Comparison, association, abstraction.—Similarity and difference in candles of stearine, wax, and tallow.

Judgment and reasoning.—Are candles useful? Were they more useful formerly, or now that we have gas and electric light?

Sentiments.—Children are greatly pleased by a visit to a candle-factory. It is indeed very agreeable to see how candles used by so many people are made. When we can satisfy our desire for instruction we feel pleasure and contentment.

Volition.—What should we do with the fat of pigs if we did not know how to make it into stearine? What should we do with wax if we did not know how to utilize it? Man is able to work and to transform many products into useful substances and objects. Work is our life. Blessed be the workers! Let us also love work and devote ourselves diligently thereto.

(N.B.—The children are all to listen without moving.) Any kind of lesson may be based on the same psychical plan, even a moral lesson. For instance:

Moral education derived from the observation of actions.

(N.B.—The actions are all invented and narrated.)

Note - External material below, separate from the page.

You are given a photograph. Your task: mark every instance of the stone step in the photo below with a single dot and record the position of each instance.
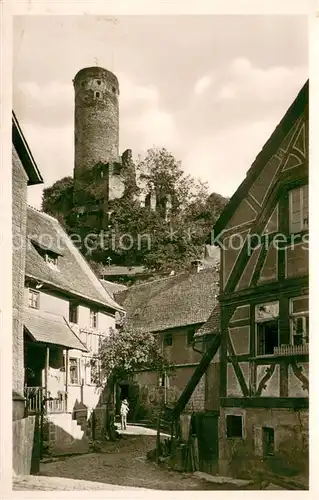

Agreeable manners. Incident.—"Is it true, Miss, that the village church is more than a kilometer from here? My mother has ordered me to go there. I thought I had arrived, and I was so pleased. I have come a long way, and I am so very, very tired." "Indeed," replied the girl, who was standing at the gate of her home, "you are still a kilometer and a half from the church. But come through my gate, and take the short cut I will show you through my fields. You will get to the church in five minutes." What an amiable girl!

Successive relations of cause and effect.—The village girl showed amenity to the little traveler. The latter reached the church quickly, was saved much fatigue, and felt great relief.